Für Metallstempel benötigt man ölhaltige Stempelfarbe. Die heute in Büros für Gummistempel übliche wasserlösliche Stempelfarbe ist nicht geeignet, da sie nicht an der Metallplatte haftet.
Tag inkl. Monat sowie Vormittag/Nachmittag werden an der Frontplatte des Stempels über zwei Hebel eingestellt:
Drückt man den linken Hebel nach unten, wird das Datum einen Tag weitergeschaltet. Und zwar nicht von 1 bis 31, sondern von 0 bis 39! Nach dem 39. wird der Monat automatisch weitergeschaltet und der Tag steht auf 0. Drückt man also einmal zu viel, so muss man ein ganzes Jahr durchklicken, um wieder zum Vortag zu kommen!
Mit dem rechten Hebel schaltet man zwischen Vormittag und Nachmittag um, da die Uhr nur eine 12 Stundenanzeige hat.

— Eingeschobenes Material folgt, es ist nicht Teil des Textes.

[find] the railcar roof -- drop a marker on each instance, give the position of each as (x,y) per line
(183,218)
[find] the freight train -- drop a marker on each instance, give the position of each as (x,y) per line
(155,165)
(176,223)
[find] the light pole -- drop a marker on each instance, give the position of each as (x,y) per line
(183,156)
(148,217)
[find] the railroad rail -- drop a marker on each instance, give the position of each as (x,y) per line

Stellt man den Hebel in die Mitte zwischen V und M, so kann man an der Unterseite von Hand die Jahreszahl weiterdrehen. Die Scheibe mit der Jahreszahl hat zwölf Positionen, bei diesem Stempel geht sie von 63 bis 74. Ob der Hersteller angeboten hat, die Jahresscheibe nach zwölf Jahren auszutauschen, weiß ich leider nicht. Das System wurde aber anscheinend weiterentwickelt.

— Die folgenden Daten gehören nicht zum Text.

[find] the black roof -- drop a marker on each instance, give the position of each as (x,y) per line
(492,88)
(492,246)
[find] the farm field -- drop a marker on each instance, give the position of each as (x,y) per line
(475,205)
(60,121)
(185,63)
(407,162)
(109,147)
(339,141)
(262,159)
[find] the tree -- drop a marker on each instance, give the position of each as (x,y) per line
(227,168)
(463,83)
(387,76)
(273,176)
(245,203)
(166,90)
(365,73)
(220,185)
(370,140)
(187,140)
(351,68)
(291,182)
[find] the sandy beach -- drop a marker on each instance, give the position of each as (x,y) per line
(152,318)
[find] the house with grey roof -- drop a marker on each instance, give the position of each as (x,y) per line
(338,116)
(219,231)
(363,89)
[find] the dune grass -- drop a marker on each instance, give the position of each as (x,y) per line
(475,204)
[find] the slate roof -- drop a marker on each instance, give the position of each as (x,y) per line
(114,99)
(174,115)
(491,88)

Ich habe einen weiteren Erfu-Zeitstempel aus der Zeit um 1969, bei dem die Jahreszahl aus zwei getrennten Scheiben besteht. Auf der Scheibe für das Jahrzehnt gehen die Zahlen von 6 bis 9, dann zur 0. Auf der Scheibe für das Jahr gibt es die Zahlen 0 bis 9. Damit lassen sich also die Jahre 60 – 09 darstellen. Das dürfte wohl gereicht haben.

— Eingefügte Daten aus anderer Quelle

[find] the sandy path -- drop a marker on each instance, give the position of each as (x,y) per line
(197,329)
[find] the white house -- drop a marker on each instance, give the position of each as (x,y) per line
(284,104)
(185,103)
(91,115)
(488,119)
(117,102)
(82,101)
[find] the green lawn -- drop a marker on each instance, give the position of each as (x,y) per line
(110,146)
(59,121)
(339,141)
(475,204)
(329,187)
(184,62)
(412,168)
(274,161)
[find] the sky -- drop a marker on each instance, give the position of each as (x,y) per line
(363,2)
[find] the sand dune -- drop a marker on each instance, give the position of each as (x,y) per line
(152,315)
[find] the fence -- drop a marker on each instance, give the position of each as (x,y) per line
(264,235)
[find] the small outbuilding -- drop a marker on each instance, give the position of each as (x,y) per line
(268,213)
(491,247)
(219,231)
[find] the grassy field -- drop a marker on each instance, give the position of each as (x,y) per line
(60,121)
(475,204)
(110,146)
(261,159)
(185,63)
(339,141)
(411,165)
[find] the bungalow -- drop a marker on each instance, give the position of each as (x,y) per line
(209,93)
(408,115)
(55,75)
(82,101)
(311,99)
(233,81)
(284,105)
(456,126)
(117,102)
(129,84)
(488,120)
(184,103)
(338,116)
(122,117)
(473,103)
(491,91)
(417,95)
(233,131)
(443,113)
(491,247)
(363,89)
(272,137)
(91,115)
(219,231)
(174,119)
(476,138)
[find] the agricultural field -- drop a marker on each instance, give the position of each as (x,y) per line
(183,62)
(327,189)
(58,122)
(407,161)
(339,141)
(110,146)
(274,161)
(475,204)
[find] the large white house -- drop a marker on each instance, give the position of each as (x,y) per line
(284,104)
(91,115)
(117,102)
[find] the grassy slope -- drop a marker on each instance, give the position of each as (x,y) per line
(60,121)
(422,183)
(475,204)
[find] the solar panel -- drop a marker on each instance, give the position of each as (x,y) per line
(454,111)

Die mehrsprachige Beschriftung der Frontplatte ist beim linken Hebel für das Datum noch leicht erklärbar:
- Deutsch: Datum
- Französisch, Englisch: Date
- Spanisch: Fecha
- Portugiesisch: Data
Data könnte auch Italienisch sein, dafür gibt es aber am rechten Hebel kein italienisches Pendant.
Beim rechten Hebel ist es etwas schwieriger:
- Deutsch: N = Nachmittag, V = Vormittag
- Viele Länder, insbesondere englischsprachige: P. M. = Post meridiem = Nachmittag, A. M. = Ante meridiem = Vormittag
- Französisch: Apr. m. = Après-midi = Nachmittag, Av. m. = Avant-midi = Vormittag
- Spanisch, Portugiesisch: T. = Tarde = Nachmittag, M. = Mañana (ES) bzw. Manhã (PT) = Vormittag
Auf der Frontplatte steht außerdem die Nummer des deutschen Patents 854442:
In diesem 1950 eingereichten und 1952 erteilten Patent geht es im Kern um zwei Erfindungen:
- Ausrückbare Kupplung zwischen Uhrwerk und Druckwerk, um diese beim Stempelvorgang zu entkoppeln und so das Uhrwerk zu schützen
- Gemeinsames Zeigerstellen für Uhrwerk und Druckwerk, sodass die angezeigte Zeit immer synchron ist
Punkt 2 ist beim hier vorgestellten Stempel umgesetzt, Punk 1 nicht.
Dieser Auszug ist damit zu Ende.